Imagine a group conversation in which somebody lies (the "factually incorrect" case here). Depending on your social status within the group and group politics, you might call out the lie in public, in private with a subset or not at all. But if you do, you will almost certainly be expected to provide a reasoning or evidence.
Now imagine he says something which is factually correct. If you say you agree, are you expected to provide references why? I don't think so.
---
BTW, on a site which is a more technical alternative to HN, there was recently a post about strange behavior of HN votes. Other people posted their experience with downvotes here and they mirrored mine - organic looking (i.e. gradual) upvotes, then within minutes of each other several downvotes. It could be coincidence but me and others suspect voting rings evading detection.

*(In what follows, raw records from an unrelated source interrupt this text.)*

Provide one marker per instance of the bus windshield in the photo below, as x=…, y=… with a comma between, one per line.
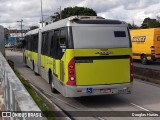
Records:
x=100, y=37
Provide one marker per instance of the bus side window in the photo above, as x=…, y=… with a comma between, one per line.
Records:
x=60, y=43
x=44, y=43
x=51, y=39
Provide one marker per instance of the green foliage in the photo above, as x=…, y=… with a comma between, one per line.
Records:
x=150, y=23
x=71, y=11
x=33, y=27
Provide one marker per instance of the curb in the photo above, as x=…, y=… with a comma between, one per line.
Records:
x=51, y=105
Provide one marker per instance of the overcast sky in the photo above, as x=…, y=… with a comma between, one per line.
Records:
x=30, y=10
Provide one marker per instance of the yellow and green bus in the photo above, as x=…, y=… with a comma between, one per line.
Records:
x=82, y=56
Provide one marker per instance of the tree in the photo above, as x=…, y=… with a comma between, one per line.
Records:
x=150, y=23
x=33, y=27
x=70, y=11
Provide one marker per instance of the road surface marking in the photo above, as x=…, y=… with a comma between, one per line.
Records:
x=139, y=107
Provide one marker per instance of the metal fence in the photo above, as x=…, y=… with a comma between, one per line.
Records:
x=18, y=103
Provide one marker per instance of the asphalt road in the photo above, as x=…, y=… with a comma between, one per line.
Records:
x=145, y=96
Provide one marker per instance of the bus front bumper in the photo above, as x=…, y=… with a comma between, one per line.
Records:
x=78, y=91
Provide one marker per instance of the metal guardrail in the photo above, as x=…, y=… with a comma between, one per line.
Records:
x=16, y=97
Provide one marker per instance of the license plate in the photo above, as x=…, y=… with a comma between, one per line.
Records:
x=89, y=90
x=105, y=90
x=124, y=91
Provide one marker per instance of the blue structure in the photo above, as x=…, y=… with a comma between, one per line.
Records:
x=11, y=40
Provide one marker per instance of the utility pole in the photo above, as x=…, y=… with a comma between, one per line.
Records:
x=21, y=28
x=60, y=12
x=41, y=14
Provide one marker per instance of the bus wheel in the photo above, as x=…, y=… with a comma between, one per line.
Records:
x=144, y=60
x=34, y=68
x=52, y=83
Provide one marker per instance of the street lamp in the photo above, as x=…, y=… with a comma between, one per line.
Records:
x=41, y=13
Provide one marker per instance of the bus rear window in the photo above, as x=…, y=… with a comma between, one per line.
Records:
x=119, y=34
x=100, y=37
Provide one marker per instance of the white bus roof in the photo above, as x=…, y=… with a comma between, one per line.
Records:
x=83, y=21
x=32, y=32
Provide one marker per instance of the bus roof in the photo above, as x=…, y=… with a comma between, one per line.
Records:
x=83, y=21
x=32, y=32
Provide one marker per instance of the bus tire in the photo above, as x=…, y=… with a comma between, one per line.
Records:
x=144, y=60
x=51, y=80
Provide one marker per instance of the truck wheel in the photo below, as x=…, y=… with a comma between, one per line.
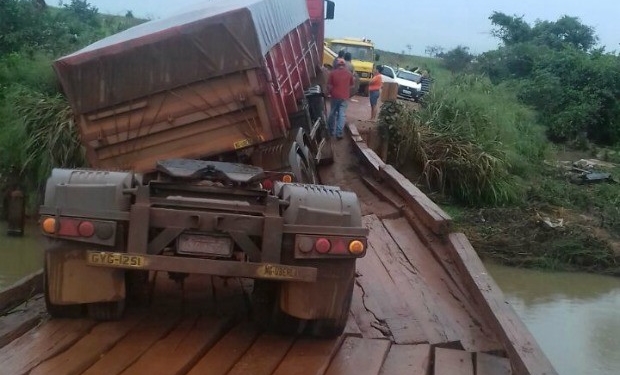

I also posted a link to my previous comment as an experiment - if people disagree, they are more likely to also downvote that one. But I did not see any change there so I suspect it might be bots (which are unlikely to be instructed to also click through and downvote there). Note sample size is 1 here, for now.
Maybe if you constructed your argument in terms of the relevant statutes for your jurisdiction, like an actual copyright attorney does, HN might be more receptive to it?
I argue primarily about morality (right and wrong), not legality. The argument is valid morally, if LLM companies found a loophole ion the law, it should be closed.
You literally wrote "it would be interesting to get it into the courtrooms". A court won't give a hoot about your opinions on morality.
1) I appreciate that you differentiate between legality and morality, many people sadly don't.
2) re "hoot": You can say "fuck" here. You've been rudely dismissive twice now, yet you use a veil of politeness. I prefer when people don't hide their displeasure at me.
3) If you think I am wrong, you can say so instead of downvoting, it'll be more productive.
4) If you want me to expend effort on looking up statutes, you can say so instead of downvoting, it'll be more productive.
5) The law can be changed. If a well-reasoned argument is presented publicly, such as in a court room, and the general agreement is that the argument should apply but the court has to reject is because of poorly designed laws, that's a good impetus for changing it.